Optimal Attack in the Case of No Defense
Joseph George Caldwell
July 17, 2001
Copyright © 2001. Joseph George Caldwell. All rights reserved.
This
article determines an optimal allocation of weapons to targets in the case of
no defense. It is assumed that the
expected damage to the target is described by the "exponential"

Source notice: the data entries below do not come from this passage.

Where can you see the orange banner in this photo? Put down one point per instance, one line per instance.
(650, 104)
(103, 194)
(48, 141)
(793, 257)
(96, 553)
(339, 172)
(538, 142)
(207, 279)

damage function (described below). Let
X denote the total number of weapons, t the number of targets, and xi
the number of weapons allocated to the i-th target. The attacker's strategy is hence specified by vector
x' = (x1,
x2,..., xt)
where
each xi > 0 and
Σ(i:1,t) xi = X ,
where
Σ(i:1,t) denotes the summation operator over the index i from i=1 to i=t.
We
assume that the exponential damage function adequately describes the expected
damage at each target; that is, the expected damage is
Di(zi) = Pi(1 - exp(-βizi))
where
zi is the number of weapons reaching the i-th target, Pi
denotes the value of the i-th target, and βi is the damage function
parameter for the i-th target. The
exponential damage function works well for point targets (e.g., geographically
compact military or industrial targets or small cities). For area targets, such as large metropolitan
areas, it may be desirable to use a sum of two or three exponential functions
to obtain a good fit (to the damage caused to the target as a function of
number of weapons deployed on the target).
Since
the attacker wishes to maximize the damage, he will choose a strategy x*
such that
H(x*) = max(x) H(x)
where
H(x) represents the expected damage corresponding to the strategy x
and max(x) denotes maximization with respect to x.
The
problem, hence, is to determine x* such that
H(x*) = max(x) H(x)
where
H(x) = Σ(i:1,t) Di(xi)
subject
to the constraints
Σ(i:1,t) xi = X
and
xi > 0. The
function H(x) is additively separable over the targets, and so the
Everett generalized Lagrange multiplier (GLM) technique (Reference 1) can be
used to find a solution. The problem
becomes one of finding xi corresponding to
max(xi) (Di - λxi)
where
λ (a Lagrange multiplier) is adjusted so that the constraint
Σ(i:1,t) xi = X
is
satisfied.
The
optimal solution is determined by adjusting the value of the Lagrange
multiplier so that the constraints are satisfied. The "beauty" of the GLM method in the case of a
separable payoff function is that the problem of determining a global optimum
is reduced to determining an optimal solution at each target, independently of
the other targets.
Since
all of the target damage functions are monotonically increasing in the number
of weapons, the solution is readily determined by the bisection root-finding
method. The Lagrange multiplier is
positive, so a lower bound for λ is λ = 0. An upper bound is the maximum value, over the set of all targets,
of the slope, Piβi, of the individual-target payoff
functions.
In
the optimal attacks considered in Can America Survive?, the full value
of a target was credited if a weapon was placed on a target. This corresponds to using a large value for
βi, say 10, for each target.
In this case, targets are selected in order of their value, up to the
number of weapons available. For
example, if the targets are cities and the payoff function is city population,
and the total attack size is X=1,000, then the largest 1,000 cities are
attacked.
1. Hugh Everett, III, "Generalized
Lagrange Multiplier Method for Solving Problems of Optimum Allocation of Resources,"
Operations Research, 11:399-411, 1963.